Dans cette campagne quelque peu isolée, la nature donnait l'impression d'une explosion de vie tant elle débordait d'énergie. Comme autant de touches colorées sur un tableau, s'étalait au régal des sens, un feu d'artifice d'une gaie vitalité. Partout poussaient des fleurs sauvages ensuite assemblées en bouquets pour décorer les intérieurs. Sous les toits, les piaillements d'oisillons à peine nés, tandis que les rivières et lacs se remplissaient du fourmillement annuel des poissons qui, revenant de leur long périple depuis l'océan, y déposaient leurs oeufs. Sans cesse, des cris enjoués résonnaient aux oreilles des mères surveillant leur progéniture du coin de l'oeil tout en travaillant pendant que leurs maris étaient au loin, remplissant leur devoir en mer.
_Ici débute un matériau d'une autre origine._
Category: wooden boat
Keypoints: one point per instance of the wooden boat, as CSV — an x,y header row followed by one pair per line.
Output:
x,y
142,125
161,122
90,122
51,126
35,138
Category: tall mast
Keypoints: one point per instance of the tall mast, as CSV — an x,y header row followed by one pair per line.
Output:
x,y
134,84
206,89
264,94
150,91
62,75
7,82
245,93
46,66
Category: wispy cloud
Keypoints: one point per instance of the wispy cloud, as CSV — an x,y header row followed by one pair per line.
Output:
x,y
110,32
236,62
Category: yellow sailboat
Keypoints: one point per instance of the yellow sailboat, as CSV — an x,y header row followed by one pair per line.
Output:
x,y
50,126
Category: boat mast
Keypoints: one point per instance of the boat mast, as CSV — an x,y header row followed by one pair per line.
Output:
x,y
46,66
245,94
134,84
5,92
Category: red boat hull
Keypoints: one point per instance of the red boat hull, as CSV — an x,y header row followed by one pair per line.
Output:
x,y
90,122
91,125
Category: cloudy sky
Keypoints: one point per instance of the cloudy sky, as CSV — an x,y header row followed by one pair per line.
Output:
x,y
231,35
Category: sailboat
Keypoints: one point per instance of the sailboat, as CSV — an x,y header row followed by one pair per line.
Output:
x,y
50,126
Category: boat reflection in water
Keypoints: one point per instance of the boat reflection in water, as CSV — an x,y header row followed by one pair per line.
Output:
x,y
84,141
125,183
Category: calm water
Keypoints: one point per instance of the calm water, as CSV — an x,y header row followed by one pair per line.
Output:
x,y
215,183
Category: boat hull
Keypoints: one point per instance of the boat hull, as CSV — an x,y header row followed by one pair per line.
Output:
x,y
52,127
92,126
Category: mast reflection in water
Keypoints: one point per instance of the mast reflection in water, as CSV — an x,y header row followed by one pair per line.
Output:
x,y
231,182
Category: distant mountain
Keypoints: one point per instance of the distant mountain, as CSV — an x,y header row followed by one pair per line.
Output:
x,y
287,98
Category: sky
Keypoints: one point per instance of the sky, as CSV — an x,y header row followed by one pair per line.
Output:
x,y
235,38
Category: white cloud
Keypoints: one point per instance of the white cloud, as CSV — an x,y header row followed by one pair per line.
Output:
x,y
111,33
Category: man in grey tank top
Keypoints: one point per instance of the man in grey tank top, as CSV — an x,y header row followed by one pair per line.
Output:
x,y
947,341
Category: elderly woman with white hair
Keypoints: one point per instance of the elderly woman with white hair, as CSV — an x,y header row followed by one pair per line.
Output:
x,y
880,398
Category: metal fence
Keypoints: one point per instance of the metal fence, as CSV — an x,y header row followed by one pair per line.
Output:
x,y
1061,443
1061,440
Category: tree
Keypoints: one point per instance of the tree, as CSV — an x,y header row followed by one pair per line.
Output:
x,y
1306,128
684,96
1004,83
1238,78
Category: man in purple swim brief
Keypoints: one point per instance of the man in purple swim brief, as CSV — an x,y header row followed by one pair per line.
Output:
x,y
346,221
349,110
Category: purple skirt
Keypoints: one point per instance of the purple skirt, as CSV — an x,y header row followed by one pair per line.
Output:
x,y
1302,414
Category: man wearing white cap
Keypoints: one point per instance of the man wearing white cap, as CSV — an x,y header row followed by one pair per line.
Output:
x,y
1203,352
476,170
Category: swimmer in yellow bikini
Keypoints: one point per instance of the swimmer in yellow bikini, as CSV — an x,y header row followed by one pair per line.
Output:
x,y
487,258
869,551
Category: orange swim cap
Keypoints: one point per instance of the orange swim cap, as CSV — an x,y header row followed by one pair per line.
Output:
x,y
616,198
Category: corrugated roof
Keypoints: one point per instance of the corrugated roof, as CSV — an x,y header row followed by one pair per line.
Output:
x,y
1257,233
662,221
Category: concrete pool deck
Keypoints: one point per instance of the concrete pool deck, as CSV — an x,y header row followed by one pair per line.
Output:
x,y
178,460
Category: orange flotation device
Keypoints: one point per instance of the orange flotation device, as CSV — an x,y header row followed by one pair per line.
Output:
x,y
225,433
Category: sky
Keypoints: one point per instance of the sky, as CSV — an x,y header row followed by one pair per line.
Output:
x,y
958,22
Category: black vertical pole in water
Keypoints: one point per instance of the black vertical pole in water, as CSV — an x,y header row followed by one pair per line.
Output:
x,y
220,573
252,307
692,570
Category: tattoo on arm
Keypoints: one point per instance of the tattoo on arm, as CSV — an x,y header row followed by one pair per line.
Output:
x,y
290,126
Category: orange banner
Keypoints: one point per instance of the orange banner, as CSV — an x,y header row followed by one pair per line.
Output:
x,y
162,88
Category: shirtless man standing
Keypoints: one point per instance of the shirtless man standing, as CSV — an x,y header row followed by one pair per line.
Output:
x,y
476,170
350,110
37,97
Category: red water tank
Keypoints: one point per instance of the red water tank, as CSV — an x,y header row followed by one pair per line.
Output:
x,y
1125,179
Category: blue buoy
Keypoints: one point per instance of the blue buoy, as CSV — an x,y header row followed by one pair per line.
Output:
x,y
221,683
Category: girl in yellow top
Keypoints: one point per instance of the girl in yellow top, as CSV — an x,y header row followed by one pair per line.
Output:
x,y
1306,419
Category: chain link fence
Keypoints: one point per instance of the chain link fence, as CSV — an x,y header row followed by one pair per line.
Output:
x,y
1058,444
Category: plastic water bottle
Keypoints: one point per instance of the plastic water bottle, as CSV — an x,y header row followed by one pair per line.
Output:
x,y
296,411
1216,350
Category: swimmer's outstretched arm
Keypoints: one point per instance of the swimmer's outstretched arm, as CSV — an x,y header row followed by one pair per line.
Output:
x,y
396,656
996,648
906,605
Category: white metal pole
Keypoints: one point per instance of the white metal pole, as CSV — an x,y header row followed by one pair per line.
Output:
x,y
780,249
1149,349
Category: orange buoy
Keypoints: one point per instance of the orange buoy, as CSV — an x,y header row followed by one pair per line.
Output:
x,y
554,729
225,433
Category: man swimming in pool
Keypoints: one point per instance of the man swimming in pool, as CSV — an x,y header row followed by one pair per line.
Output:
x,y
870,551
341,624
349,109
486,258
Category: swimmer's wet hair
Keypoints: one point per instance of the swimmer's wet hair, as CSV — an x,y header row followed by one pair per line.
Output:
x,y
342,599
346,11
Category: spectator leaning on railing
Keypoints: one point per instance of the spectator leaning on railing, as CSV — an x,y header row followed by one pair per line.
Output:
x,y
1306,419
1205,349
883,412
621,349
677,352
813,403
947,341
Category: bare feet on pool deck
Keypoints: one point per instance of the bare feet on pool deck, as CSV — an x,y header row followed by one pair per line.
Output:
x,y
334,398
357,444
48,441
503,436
Peu à peu, les lieux accueillaient leurs lots de visiteurs attirés par ce morceau de paradis, ainsi que les merveilles qu'il offrait, surtout en ces temps. Par la même occasion, ils ramenaient avec eux, la promesse d'une saison à venir, faste et amusant, durant laquelle on ne pourrait s'ennuyer.
Un mince filet de fumée s'échappa d'entre les lèvres d'un jeune homme. Appuyé sur la balustrade en pierres massives, sculptée de délicates courbes, il faisait pensivement rouler entre ses doigts, un reste de cigarette. Un soupir, presque aussi léger que l'air, se fit entendre alors qu'il tirait une dernière bouffée de nicotine, puis écrasait le mégot dans le cendrier, sur le rebord de la table à quelques pas à peine de lui.
Enfin, il se détourna de ce paysage champêtre qui, fêtant en avance le solstice à venir et, accompagné par la symphonie incessante d'une nature en pleine activité, tendait à teinter son humeur joviale, d'une sensation d'injustice qui n'était pas la bienvenue. Foutue nature ! Foutue époque ! Il était temps pour lui de revenir à la réalité maintenant qu'il avait fini sa clope.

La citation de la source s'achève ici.